Текст книги "Лекарь Империи 25 (СИ)"
Автор книги: Сергей Карелин
Соавторы: Александр Лиманский
сообщить о нарушении
Текущая страница: 14 (всего у книги 17 страниц)
Глава 15
– Ты собираешься открыть трубу и позвать всех. Хорошо. А теперь скажи мне, лекарь, как ты узнаешь, что идет переработка? Что твой шар действительно переводит нашу силу в человеческую, а не пропускает её насквозь, как есть? Ты будешь стоять внутри процесса, с тягой в груди и в этот момент будешь худшим наблюдателем из всех возможных.
Он был прав, и я разозлился на себя за то, что не подумал об этом первым.
– Сонаром, – сказал я. – Я буду смотреть на стенку.

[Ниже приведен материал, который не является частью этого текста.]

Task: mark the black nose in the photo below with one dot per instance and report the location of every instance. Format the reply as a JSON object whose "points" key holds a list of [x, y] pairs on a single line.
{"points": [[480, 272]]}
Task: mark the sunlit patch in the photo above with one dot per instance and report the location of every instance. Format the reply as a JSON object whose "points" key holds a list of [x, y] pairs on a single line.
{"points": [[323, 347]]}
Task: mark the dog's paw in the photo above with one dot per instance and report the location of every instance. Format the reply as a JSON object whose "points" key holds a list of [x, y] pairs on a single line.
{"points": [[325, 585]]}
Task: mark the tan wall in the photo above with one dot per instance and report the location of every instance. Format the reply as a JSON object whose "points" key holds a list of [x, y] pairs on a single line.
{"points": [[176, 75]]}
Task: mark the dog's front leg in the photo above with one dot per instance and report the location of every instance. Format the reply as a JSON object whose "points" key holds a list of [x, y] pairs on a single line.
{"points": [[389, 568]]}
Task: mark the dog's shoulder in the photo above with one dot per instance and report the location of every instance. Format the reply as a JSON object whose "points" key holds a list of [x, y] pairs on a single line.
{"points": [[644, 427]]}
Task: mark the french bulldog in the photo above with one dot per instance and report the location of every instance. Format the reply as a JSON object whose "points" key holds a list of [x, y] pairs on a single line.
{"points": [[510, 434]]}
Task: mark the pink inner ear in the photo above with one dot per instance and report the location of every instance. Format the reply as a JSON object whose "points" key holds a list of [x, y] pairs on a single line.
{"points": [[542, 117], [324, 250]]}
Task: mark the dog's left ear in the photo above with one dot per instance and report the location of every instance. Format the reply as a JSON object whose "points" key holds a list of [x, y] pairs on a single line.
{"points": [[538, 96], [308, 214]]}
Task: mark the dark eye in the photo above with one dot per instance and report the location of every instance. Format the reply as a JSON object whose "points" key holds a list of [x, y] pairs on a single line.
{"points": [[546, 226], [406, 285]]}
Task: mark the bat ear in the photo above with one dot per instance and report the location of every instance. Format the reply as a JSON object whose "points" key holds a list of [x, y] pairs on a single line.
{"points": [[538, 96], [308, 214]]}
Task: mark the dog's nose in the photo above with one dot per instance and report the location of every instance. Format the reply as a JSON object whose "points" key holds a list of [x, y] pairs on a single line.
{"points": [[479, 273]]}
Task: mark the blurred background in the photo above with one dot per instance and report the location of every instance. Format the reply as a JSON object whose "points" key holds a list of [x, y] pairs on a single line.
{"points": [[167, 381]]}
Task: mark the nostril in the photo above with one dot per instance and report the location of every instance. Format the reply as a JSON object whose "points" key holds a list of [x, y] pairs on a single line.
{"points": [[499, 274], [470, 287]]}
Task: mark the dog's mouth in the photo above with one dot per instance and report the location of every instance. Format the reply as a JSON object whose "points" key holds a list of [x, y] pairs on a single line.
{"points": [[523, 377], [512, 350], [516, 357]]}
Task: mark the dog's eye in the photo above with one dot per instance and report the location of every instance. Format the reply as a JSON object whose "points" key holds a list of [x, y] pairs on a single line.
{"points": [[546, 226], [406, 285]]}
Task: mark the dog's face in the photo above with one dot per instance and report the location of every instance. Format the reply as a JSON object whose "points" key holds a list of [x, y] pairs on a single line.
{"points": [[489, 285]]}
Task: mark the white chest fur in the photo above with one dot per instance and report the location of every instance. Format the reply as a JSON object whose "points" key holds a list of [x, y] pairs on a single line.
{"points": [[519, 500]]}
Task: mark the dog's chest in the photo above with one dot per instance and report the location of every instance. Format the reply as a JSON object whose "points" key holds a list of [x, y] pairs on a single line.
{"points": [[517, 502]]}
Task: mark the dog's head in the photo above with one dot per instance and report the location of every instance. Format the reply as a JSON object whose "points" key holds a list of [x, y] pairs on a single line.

– Вот именно, – сказал Альдо. – На стенку. И увидишь ты там движение только в одном случае, если в него вошёл кто-то достаточно крупный, чтобы это стало заметно снаружи. Мелочь ты не разглядишь, лекарь. Если мы пустим цепь с малых, ты будешь стоять и гадать, работает твоя труба или ты просто ускорил ему обед. И ты поймёшь свою ошибку в ту минуту, когда исправлять её будет уже нечем.
– Значит, первым идёт старший, – сказал я. – Один. Проверочная доза, по нему я и смотрю. Если стенка поползла, переработка идёт, зовём всех. Если нет, то обрываю трубу и ищем другой способ.
– Другого способа нет, – сказала Хорста.
– Тогда тем более, – ответил я.
Она поднялась на все четыре лапы, и я понял, что сейчас будет.
– Я иду первой, – сказала Хорста.
– Нет, – сказал я.
– Лекарь, – сказала она очень спокойно, – Не трать наше время. Считай вслух, как ты считаешь всё остальное. Крупных здесь трое. Лев держит передний край, без него цепь рассыплется в первую минуту, и он единственный, кто умеет собрать чужой строй. Куница считает, и считать придётся до самого конца, потому что мы не знаем, что пойдёт не так. Остаюсь я. Я старше их обоих, я слабее, и я нужнее всех была в той жизни, где надо было хранить, а хранить больше нечего.
– Ты предлагала рассеяться и пережить, – сказал я.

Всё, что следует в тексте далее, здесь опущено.